HTML/CSS 3 - Mentor's Outline

This outline provides tips to help mentors guide students to the best answers or outcomes for the lesson topics and exercises.

Resources

Articles

Quizzes

Open-source HTML/CSS Frameworks

Using the Navbar color schemes, use the browser's dev tools to show how changing the navbar classes in the example website changes the look based on Bootstrap.

Using the Card example, try to illustrate the way tags are nested inside of each other in a specific hierarchy. Emphasise the practice of paying close attention to documentation and picking up on minor details.

Git Branching Excercise

A mentor should act as a remote repository and have a large sheet of paper. Students should have 4-5 sheets of paper.
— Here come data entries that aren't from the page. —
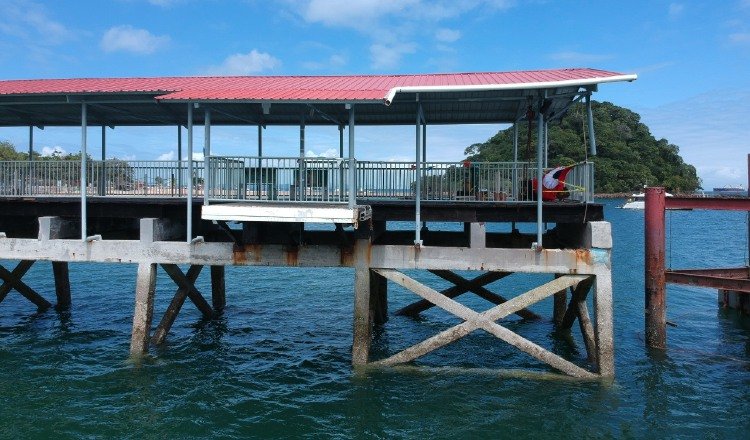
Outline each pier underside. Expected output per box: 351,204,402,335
0,198,614,378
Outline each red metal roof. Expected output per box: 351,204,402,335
0,68,635,102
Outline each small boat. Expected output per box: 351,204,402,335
620,193,674,210
714,185,747,194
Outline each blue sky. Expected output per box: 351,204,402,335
0,0,750,188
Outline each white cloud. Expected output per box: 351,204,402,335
156,151,177,160
305,148,339,157
207,49,281,75
100,25,170,55
284,0,516,69
639,89,750,188
669,3,685,19
42,146,68,156
435,28,461,43
302,54,346,70
300,0,419,29
0,0,75,45
548,51,613,65
370,43,417,70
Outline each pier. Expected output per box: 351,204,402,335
644,182,750,349
0,69,635,378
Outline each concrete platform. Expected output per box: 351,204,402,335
201,202,372,225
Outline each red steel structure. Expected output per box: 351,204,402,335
645,179,750,349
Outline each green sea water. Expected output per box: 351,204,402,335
0,201,750,439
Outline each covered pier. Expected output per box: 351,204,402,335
0,69,635,378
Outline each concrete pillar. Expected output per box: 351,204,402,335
211,266,227,314
584,222,615,377
130,263,156,356
352,240,373,365
552,274,568,327
38,217,78,310
52,261,71,310
140,218,184,244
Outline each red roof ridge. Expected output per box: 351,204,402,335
0,67,612,83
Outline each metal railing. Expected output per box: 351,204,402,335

  1. The mentor should write their name at the top of the sheet, and write master below that.
  2. Students should clone the main sheet on one of their sheets (git clone), with their name and master on the sheet.
  3. Students should take a new sheet of paper. Copy their main sheet, and replace master with feature-branch (git checkout -b feature-branch).
  4. Students should write their country of origin on their feature-branch sheet. Then show it to the mentor (git commit, git push and pull request).
  5. The mentor should "merge" each pull request by copying the country of origin onto their sheet.
  6. Take a moment to indicate how their local sheet have divered from the mentor's sheet.
  7. Ask the students to take their master sheet and copy the mentor's sheet (git checkout master and git pull upstream master).
  8. Have the students take their feature-branch sheet, ball it up, and throw it away (git branch -D feature-branch).
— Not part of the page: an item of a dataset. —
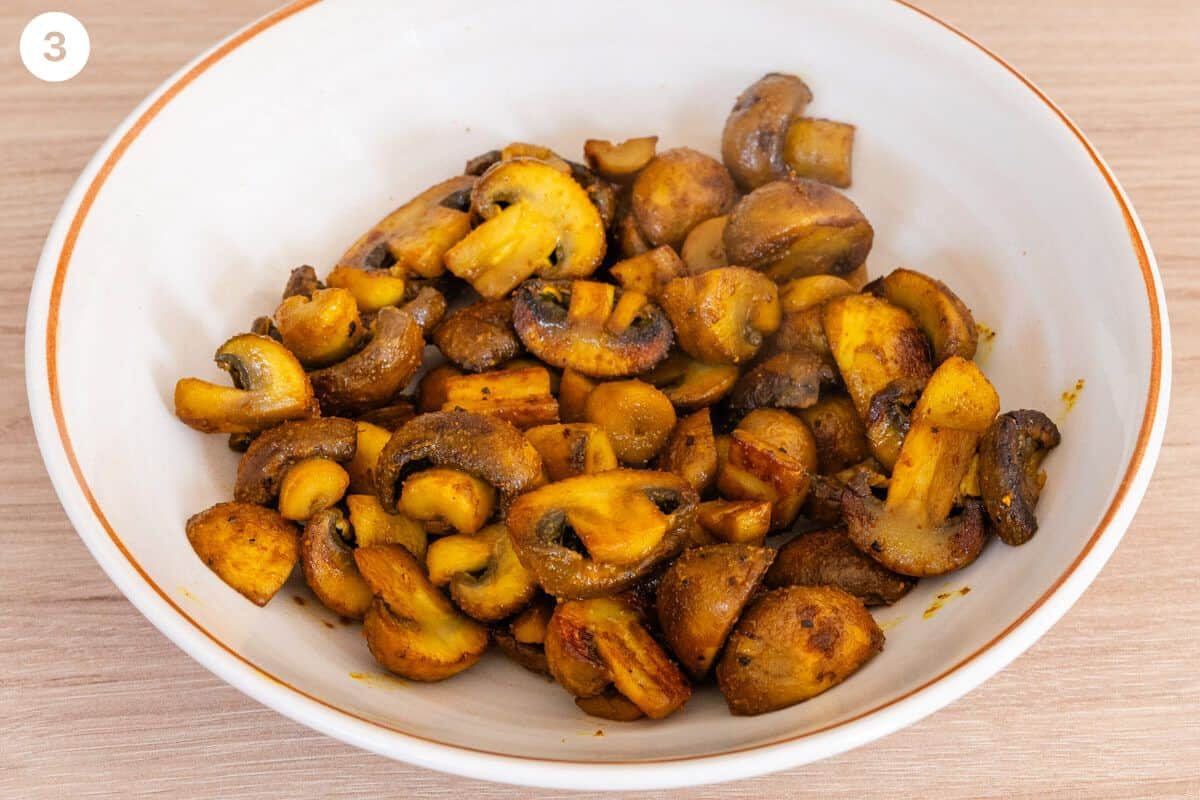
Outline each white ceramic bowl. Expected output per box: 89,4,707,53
28,0,1170,788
Spend some time with this Git Cheatsheet. Point to your sheets and their sheets and ask them to identify what's in the Upstream Repository, Local Repository, Index and Workspace. Then walk through the whole process from Workspace up:

  1. A student makes a change on their sheet. This change is in the Workspace.
  2. A student does a git add. This change is now in the Index.
  3. A student does a git commit. This change is now in the Local Repository.
  4. A student does a git push. This change is now in the Remote Repository.

Personal Websites

The goal of this exercise is to identify students who are struggling to keep up. Try to identify where a student is struggling:

  • Can they find their files quickly?
  • Are they using the command line when appropriate?
  • Do they understand how their HTML and CSS interact?
  • Do they seem to understand syntax, or are they writing code in the wrong place?

If you find a student who is struggling with any of these basics, try to work through them together, then give them a short assignment where they need to do something on their own.

There will be several students who have the basics down. If they do, push them on some of the higher-level abstract concepts, like re-usable HTML/CSS components, and using CSS specificity cleverly (eg - basic and primary buttons). Beyond that, let them read up on HTML Forms (links in the resources), do some of the advanced suggestions in the syllabus, or challenge them to read and implement BEM naming syntax.